In another tweet, Mazari questioned the logic behind the ISPR DG’s statement, wondering why Khan would agree to the option of resignation when he had stated on record that he wouldn’t do so.
“Also, Imran Khan had categorically rejected VNC as foreign regime change conspiracy,” she wrote. “So why would he suggest these options.
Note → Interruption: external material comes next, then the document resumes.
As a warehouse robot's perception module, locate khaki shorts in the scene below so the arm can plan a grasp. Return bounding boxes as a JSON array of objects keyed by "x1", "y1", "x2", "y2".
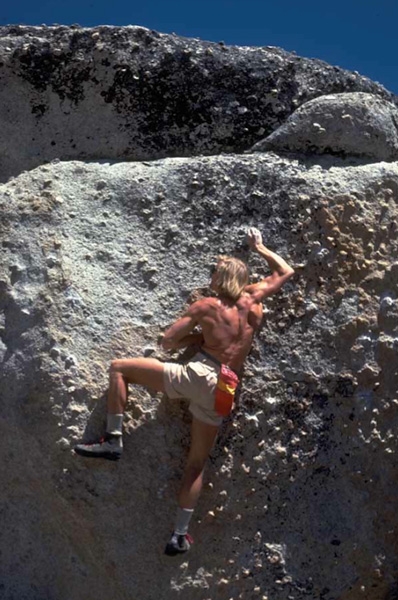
[{"x1": 163, "y1": 352, "x2": 222, "y2": 426}]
Absurd!”
Pakistan has been ruled by the military for about half its 75-year history and tensions between governments and top generals often dominate politics.
In his press briefing, Iftikhar had requested political parties to not “drag” the country’s armed forces away into politics.
“The army has nothing to do with the political process that took place a few days back in the country,” he said, referring to the no-trust vote. “Do not drag the army into political matters.”
Asked about the army’s stance on Khan’s claim of a foreign conspiracy to oust him and if the military leadership had endorsed the claim at a National Security Committee (NSC) meeting last month, Iftikhar had said: “As far as military response about the NSC meeting is considered, that stance, in that [NSC] meeting, was fully given, and then a statement was issued, which clearly says what was concluded in that meeting.”
“Is there any word such as conspiracy used in it [statement], I think not,” he added.
The spokesman had also announced Pakistan’s army chief General Qamar Javed Bajwa would neither seek nor accept an extension in his tenure.